I'll tell you a secret: I love the Academy Awards. Don't get me wrong, I think Amy Adams was robbed of a nomination for Arrival, and I am so ready to see more people of color receive the accolades they deserve for their work. That said, there's something magical about Oscar night, from the glamour of the red carpet to the tear-filled speeches. As a mom, I frequently find myself imagining my kids up there, thanking me for my support. It's easy to do. There are clear signs your kid is going to win an Oscar someday, and my kids definitely show them all on a daily basis.

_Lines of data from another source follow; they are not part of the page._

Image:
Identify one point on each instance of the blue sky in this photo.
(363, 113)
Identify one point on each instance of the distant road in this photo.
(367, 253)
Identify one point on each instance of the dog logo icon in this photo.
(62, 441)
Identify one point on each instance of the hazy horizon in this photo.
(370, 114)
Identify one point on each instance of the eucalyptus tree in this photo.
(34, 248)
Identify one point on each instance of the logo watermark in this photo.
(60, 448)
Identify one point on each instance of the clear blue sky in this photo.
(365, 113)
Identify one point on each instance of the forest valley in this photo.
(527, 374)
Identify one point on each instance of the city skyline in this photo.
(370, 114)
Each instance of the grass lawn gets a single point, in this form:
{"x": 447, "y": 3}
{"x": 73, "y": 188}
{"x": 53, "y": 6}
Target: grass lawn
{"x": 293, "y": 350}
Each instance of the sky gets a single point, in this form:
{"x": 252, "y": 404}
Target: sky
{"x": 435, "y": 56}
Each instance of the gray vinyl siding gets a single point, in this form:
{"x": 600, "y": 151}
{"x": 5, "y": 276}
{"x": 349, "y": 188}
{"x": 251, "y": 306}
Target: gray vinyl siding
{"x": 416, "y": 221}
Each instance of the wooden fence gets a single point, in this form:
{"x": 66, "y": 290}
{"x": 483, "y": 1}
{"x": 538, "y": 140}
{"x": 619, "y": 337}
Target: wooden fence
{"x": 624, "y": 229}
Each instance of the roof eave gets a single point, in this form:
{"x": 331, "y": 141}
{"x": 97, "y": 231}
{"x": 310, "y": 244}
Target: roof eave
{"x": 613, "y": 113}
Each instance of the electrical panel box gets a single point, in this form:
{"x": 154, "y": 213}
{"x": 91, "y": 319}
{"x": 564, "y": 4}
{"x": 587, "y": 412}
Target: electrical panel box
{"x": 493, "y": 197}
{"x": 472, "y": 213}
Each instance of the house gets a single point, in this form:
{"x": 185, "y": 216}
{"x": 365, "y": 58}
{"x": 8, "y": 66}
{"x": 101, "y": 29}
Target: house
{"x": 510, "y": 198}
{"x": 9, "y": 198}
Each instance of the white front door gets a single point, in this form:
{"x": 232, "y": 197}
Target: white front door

There's the drama injected into everyday situations. "I simply cannot do my homework, mom, I'll die," and the accompanying endless streams of tears and shouting matches. Then, there's the completely normal, but also completely infuriating tendency for them to lie about the smallest things. If they don't win an Oscar someday, one of them is sure to become president instead. I put money on our youngest daughter or oldest son.
Our older kids are always singing, some better than others, belting out pop tunes and silly songs in the shower, in the car, to entertain their baby brother, and to make homework and getting up in the morning cheerful and fun. While it's delightful, it also makes us want to invest in some noise cancelling headphones. Our daughters are also our family screenwriters and directors, thriving on opportunities to tell their siblings what to do and create new scripts, improv scenarios, and choreography for them to perform on video or in the living room, while we look on. They have some amazing "leadership skills."
Mark my words, in a few years, you'll see one of my kids up there on stage. I just hope that when they give their acceptance speeches, they don't credit their weird mom with their ability to cry on command.